Gülümsemem daha da yayıldı ve kollarımı açıp onu kucakladım. Kokusu burnuma dolarken etrafımı kelebekler sarmıştı adeta. "Seni göremeye geldim çünkü biricik sevgilimi özledim."

Onu yavaşça kucağımdan indirip içeri girdim. Burnuma dolan iğrenç kokuyla yüzümü buruşturdum. O adamın kokusu, burada olmamasına rağmen hala gitmemişti.

Kapının yanında dikilen sevgilimi umursamadan geçip oturdum.

Aptal Hades'in ben olduğumu anlamayıp hafızamı silmesi işime yaramıştı. Sanırım hafızası gerçekten silinen tek kişi Alecia'ydı.

Kapı tekrar çalınca kafamı o yöne doğru çevirdim. Alecia içeri girince ona şirince gülümsedim.

"Selam Alex, ben de tam seni düşünüyordum."

Yüzüme bakmadan mutfağa doğru giderken konuştu. "O minik beynini beni düşünerek yorma tatlım."

Persephone sıkkınca karşımdaki koştuğa oturup kollarını bağladı.

Gülümsememi saklamaya çalışsam da başarılı olamadım. Bakışlarımı mutfağın kapısına sabitledim. "Birisi benim hakkımda okulda dedikodu çıkarmış."

Bir süre sonra kucağında abur cuburlarla çıkıp tekli koltuğa oturdu. Ağzına bir avuç dolusu cips sokarken yanıtladı. "Hadi ya. Kim yaptıysa eline sağlık o zaman."

Sırıttım. "Birileri gay olduğumu söylemiş."

Persephone içtiği gazozu dışarı püskürtürken Alex kahkaha attı. "Ne yani değil misin yoksa?"

Gülümsemeye devam ettim. "Öyle olsam Persephone'yle değil seninle olurdum yakışıklı."

Perss daha fazla kahkahasını tutamayınca ben de kahkaha attım. Alecia ise kaşlarını çattı. Böyle tam rakuna benziyordu.

"Homofobik olduğunu bilmiyordum Ash."

Gülümsemeye devam ettim. "Tabii ki değilim. Hem neden olayım ki? Bence gayet normal. Ama konumuz bu değil. Neyse ki hemen unutulup gidecek bir dedikodu."

Alex sinirlenince daha da keyiflendim. Büyük ihtimalle bu dedikoduya sinirleneceğimi düşünmüştü. Ancak ortada sinirlenecek bir şey yoktu.

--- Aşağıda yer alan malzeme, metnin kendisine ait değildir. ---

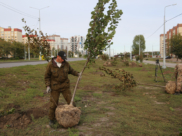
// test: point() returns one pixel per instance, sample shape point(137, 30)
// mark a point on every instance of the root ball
point(170, 87)
point(67, 115)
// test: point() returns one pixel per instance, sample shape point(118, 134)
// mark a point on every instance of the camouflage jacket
point(57, 78)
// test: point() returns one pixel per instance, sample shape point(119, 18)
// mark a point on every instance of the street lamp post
point(39, 25)
point(131, 53)
point(164, 52)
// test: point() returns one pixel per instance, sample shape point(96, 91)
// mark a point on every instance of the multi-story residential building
point(54, 41)
point(25, 39)
point(174, 31)
point(77, 44)
point(162, 44)
point(64, 44)
point(9, 34)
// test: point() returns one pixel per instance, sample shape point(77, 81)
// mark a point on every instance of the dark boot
point(51, 123)
point(177, 93)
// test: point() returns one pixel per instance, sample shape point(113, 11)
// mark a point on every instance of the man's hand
point(48, 90)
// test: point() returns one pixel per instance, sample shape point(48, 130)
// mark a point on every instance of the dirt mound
point(22, 119)
point(133, 63)
point(107, 63)
point(11, 105)
point(178, 75)
point(67, 115)
point(90, 87)
point(170, 87)
point(140, 65)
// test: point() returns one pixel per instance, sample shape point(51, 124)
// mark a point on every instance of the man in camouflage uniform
point(56, 80)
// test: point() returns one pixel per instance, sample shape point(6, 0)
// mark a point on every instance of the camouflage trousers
point(55, 94)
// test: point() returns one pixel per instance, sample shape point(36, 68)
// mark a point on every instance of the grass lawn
point(20, 60)
point(142, 110)
point(161, 60)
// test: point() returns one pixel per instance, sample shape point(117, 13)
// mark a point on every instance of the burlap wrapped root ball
point(67, 115)
point(170, 87)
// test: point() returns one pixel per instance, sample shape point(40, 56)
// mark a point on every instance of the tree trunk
point(71, 103)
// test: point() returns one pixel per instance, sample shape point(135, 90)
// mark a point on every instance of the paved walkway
point(171, 65)
point(16, 64)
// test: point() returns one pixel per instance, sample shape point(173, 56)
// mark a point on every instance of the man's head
point(61, 56)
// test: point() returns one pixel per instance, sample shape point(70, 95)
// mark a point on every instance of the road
point(171, 65)
point(16, 64)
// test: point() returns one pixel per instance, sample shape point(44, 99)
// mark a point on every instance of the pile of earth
point(21, 119)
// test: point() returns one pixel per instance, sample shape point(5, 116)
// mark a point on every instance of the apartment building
point(77, 44)
point(54, 41)
point(9, 34)
point(162, 44)
point(173, 31)
point(65, 44)
point(25, 39)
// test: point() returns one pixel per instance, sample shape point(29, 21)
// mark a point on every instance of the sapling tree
point(102, 30)
point(37, 43)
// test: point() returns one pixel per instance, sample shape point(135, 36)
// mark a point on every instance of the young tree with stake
point(97, 38)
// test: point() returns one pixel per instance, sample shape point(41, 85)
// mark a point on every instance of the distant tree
point(5, 48)
point(138, 40)
point(175, 44)
point(37, 43)
point(97, 37)
point(17, 49)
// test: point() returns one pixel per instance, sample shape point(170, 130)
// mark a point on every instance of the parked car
point(168, 57)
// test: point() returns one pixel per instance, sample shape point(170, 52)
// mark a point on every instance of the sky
point(72, 17)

Derin bir nefes alıp Persephone'ye baktım. O da bana bakıyordu. Bir şeyler olmuştu. Bakışları değişmişti. Hades ona bir şeyler söylemişti. Sinirle iç geçirdim. İlk zamanlarımız aklıma geldi.

Her zamanki gibi yapacak bir şeyim yoktu. Gümüş yayımı alıp ava çıkmak en iyi seçeneğimdi. Yoksa huysuz Artemis bana yine dersler vermeye kalkacaktı.

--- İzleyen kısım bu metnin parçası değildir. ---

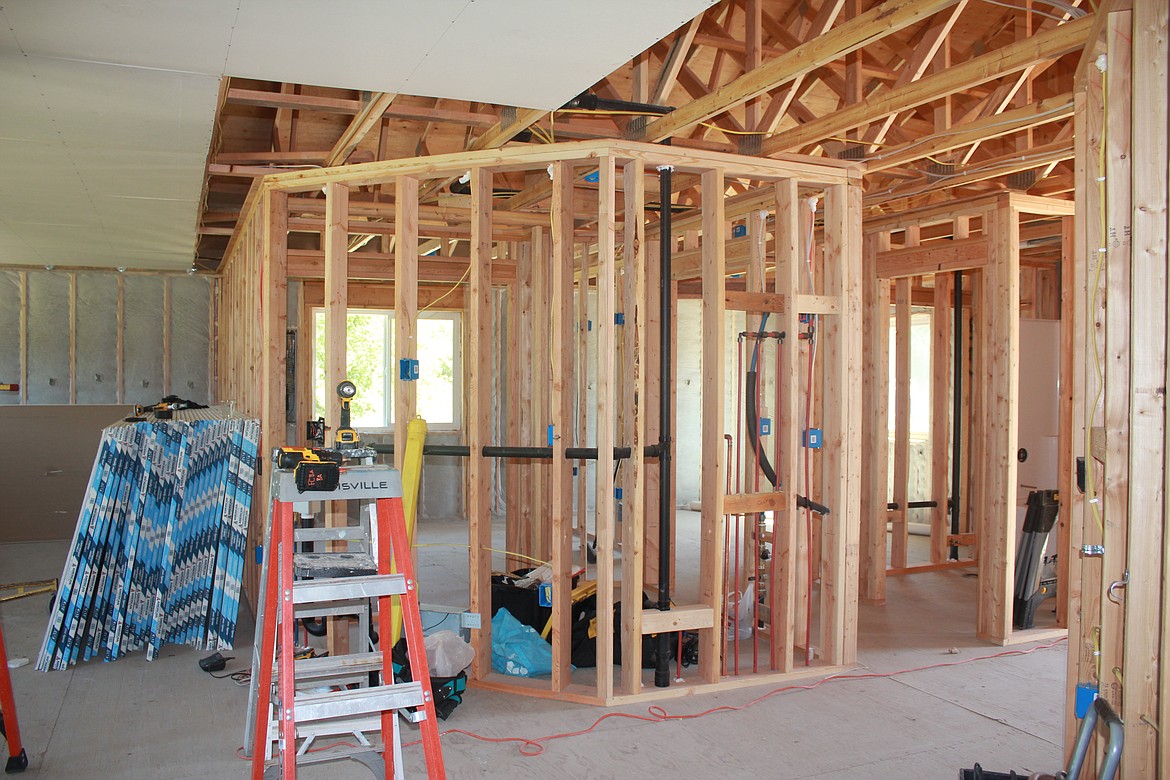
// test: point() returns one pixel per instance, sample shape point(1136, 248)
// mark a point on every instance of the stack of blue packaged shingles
point(158, 552)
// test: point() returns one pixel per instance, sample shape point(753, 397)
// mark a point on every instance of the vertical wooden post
point(786, 522)
point(651, 311)
point(606, 406)
point(875, 422)
point(710, 554)
point(336, 244)
point(336, 241)
point(479, 418)
point(1116, 359)
point(997, 536)
point(406, 305)
point(841, 474)
point(900, 517)
point(274, 305)
point(562, 412)
point(634, 391)
point(1146, 648)
point(940, 415)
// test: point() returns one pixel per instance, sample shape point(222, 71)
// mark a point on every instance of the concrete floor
point(170, 720)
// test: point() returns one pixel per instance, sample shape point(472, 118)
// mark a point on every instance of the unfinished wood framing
point(1119, 614)
point(993, 260)
point(594, 243)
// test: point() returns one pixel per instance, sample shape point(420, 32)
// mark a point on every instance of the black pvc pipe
point(957, 411)
point(591, 102)
point(521, 453)
point(662, 661)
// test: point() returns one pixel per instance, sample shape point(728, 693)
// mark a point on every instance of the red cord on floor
point(656, 713)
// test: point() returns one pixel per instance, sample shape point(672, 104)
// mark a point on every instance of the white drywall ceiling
point(107, 108)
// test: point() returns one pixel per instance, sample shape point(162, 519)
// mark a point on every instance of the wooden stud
point(900, 517)
point(710, 556)
point(841, 421)
point(1146, 648)
point(634, 331)
point(479, 418)
point(997, 537)
point(940, 416)
point(563, 323)
point(406, 305)
point(606, 404)
point(875, 425)
point(786, 523)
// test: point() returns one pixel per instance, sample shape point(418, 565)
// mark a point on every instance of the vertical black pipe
point(662, 667)
point(957, 412)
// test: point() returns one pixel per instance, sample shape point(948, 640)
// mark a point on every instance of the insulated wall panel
point(97, 338)
point(9, 325)
point(48, 338)
point(143, 339)
point(190, 338)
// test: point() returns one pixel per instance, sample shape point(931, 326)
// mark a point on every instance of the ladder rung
point(362, 701)
point(334, 564)
point(338, 533)
point(341, 664)
point(348, 587)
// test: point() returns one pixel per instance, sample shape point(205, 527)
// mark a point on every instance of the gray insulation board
point(48, 338)
point(97, 338)
point(143, 339)
point(9, 325)
point(190, 338)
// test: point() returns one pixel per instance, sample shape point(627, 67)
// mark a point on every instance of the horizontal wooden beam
point(979, 171)
point(933, 257)
point(755, 302)
point(1003, 61)
point(687, 618)
point(865, 28)
point(772, 501)
point(310, 264)
point(1003, 124)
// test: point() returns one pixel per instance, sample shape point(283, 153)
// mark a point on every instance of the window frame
point(391, 373)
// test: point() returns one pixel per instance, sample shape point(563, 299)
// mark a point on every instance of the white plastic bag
point(747, 615)
point(447, 654)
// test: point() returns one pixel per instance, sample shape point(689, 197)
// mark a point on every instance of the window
point(372, 366)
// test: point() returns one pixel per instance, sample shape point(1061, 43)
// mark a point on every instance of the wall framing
point(593, 234)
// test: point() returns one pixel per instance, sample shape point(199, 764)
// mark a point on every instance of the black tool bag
point(447, 691)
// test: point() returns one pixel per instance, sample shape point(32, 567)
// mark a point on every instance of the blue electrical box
point(1086, 694)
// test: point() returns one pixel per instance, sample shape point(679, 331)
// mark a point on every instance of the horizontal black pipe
point(591, 102)
point(527, 453)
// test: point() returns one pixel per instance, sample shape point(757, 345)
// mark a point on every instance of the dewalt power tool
point(312, 469)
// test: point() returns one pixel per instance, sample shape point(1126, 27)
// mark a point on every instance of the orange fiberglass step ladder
point(284, 715)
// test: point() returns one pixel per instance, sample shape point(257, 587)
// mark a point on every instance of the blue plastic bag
point(517, 649)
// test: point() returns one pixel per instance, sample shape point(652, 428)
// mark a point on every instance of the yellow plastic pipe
point(412, 475)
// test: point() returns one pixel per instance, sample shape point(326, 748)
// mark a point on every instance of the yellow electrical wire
point(503, 552)
point(453, 288)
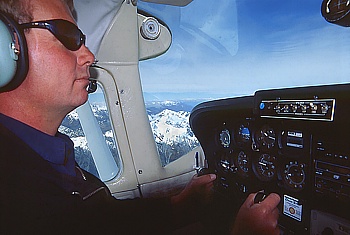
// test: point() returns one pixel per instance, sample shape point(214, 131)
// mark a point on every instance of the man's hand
point(258, 218)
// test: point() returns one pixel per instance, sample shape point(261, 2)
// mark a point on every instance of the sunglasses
point(66, 32)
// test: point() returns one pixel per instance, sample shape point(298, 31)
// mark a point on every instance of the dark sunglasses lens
point(69, 34)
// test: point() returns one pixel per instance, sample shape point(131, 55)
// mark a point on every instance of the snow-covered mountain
point(169, 121)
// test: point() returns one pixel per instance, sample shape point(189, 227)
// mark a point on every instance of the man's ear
point(13, 54)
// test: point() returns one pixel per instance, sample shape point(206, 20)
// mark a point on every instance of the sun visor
point(94, 18)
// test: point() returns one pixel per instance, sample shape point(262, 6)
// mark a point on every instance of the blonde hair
point(21, 10)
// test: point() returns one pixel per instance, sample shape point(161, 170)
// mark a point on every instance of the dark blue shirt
point(58, 150)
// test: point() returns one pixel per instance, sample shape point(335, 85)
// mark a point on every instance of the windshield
point(227, 48)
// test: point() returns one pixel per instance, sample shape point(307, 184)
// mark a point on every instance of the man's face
point(57, 77)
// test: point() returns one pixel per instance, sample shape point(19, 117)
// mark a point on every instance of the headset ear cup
point(13, 65)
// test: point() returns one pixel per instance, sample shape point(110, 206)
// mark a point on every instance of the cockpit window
point(97, 151)
point(231, 48)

Belki insan kızlar görürdüm ve onlarla eğlenirdim. İnsanlar çok eğlenceli ve basit varlıklardı. Hiç biri benim ışığıma dayanamıyordu.

Ormanın derinliklerine ilerledim. Yanlış hatırlamıyorsam ilerde bir nehir vardı. Orada kimse olmuyordu. Belki avlanabilirdim.

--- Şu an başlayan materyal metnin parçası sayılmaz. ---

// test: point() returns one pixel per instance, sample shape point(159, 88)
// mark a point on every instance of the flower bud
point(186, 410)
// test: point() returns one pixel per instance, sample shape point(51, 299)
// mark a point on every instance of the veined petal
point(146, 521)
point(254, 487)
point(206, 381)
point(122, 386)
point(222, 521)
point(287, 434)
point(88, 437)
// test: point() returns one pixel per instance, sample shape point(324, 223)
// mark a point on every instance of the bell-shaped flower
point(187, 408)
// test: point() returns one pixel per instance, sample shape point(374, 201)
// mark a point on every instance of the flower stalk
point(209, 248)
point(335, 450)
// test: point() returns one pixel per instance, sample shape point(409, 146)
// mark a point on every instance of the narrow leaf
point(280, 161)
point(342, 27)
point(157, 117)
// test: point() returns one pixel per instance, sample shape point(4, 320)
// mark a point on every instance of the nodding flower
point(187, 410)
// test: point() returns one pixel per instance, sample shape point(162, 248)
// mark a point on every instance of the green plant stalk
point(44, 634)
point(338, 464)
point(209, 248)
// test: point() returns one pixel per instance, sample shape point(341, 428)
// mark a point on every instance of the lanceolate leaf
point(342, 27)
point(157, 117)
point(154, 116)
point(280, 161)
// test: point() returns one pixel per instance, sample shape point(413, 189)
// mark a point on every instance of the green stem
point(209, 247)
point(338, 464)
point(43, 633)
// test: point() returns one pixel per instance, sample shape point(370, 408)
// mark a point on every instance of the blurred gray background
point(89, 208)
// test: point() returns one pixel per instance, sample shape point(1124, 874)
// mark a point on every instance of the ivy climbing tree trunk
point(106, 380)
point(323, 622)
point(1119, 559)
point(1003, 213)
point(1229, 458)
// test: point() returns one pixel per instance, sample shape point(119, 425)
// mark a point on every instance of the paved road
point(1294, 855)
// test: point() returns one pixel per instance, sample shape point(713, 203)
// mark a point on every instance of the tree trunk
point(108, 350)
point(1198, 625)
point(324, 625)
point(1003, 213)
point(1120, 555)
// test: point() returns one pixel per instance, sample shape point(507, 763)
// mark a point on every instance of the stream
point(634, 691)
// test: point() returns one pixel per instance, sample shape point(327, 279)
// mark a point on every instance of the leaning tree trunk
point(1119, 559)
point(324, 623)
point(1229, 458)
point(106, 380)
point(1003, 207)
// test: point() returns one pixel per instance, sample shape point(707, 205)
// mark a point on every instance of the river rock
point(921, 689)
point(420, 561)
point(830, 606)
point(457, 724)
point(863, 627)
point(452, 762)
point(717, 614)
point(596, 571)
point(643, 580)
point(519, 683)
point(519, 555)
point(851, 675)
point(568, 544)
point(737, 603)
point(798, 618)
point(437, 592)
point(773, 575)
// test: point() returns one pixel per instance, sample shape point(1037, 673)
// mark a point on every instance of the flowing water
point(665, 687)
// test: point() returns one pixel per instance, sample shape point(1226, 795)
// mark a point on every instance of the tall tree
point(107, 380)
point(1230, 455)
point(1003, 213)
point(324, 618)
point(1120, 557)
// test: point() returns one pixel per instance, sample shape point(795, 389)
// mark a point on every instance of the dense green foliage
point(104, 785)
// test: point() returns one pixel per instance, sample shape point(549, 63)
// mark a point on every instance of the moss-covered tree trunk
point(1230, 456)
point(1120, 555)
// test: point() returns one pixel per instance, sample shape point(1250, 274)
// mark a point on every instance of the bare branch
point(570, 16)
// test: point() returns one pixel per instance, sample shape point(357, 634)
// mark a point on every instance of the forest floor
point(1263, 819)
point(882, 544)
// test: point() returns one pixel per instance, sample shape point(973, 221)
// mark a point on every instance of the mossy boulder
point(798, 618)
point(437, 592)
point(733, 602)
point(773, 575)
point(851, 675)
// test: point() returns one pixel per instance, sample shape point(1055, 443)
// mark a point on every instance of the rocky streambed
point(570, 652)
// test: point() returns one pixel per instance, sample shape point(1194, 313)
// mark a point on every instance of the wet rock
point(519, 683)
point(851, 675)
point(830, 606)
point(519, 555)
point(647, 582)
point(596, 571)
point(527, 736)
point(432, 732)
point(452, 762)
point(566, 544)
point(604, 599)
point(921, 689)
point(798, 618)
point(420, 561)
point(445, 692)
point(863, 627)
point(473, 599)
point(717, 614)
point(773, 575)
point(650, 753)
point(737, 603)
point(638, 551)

Nehre doğru yaklaşırken duyduğum ses beni büyüledi. Daha önce hiç böyle bir şarkı duymamıştım. Ne Olympos'ta ne de insanların dünyasında.

Sesin kaynağına doğru ses çıkarmadan yaklaştım. Nehrin oradaki büyük taşlara oturmuş şarkı söylüyordu. Arkası dönüktü. Islak sarı saçları çıplak sırtına yapılmıştı.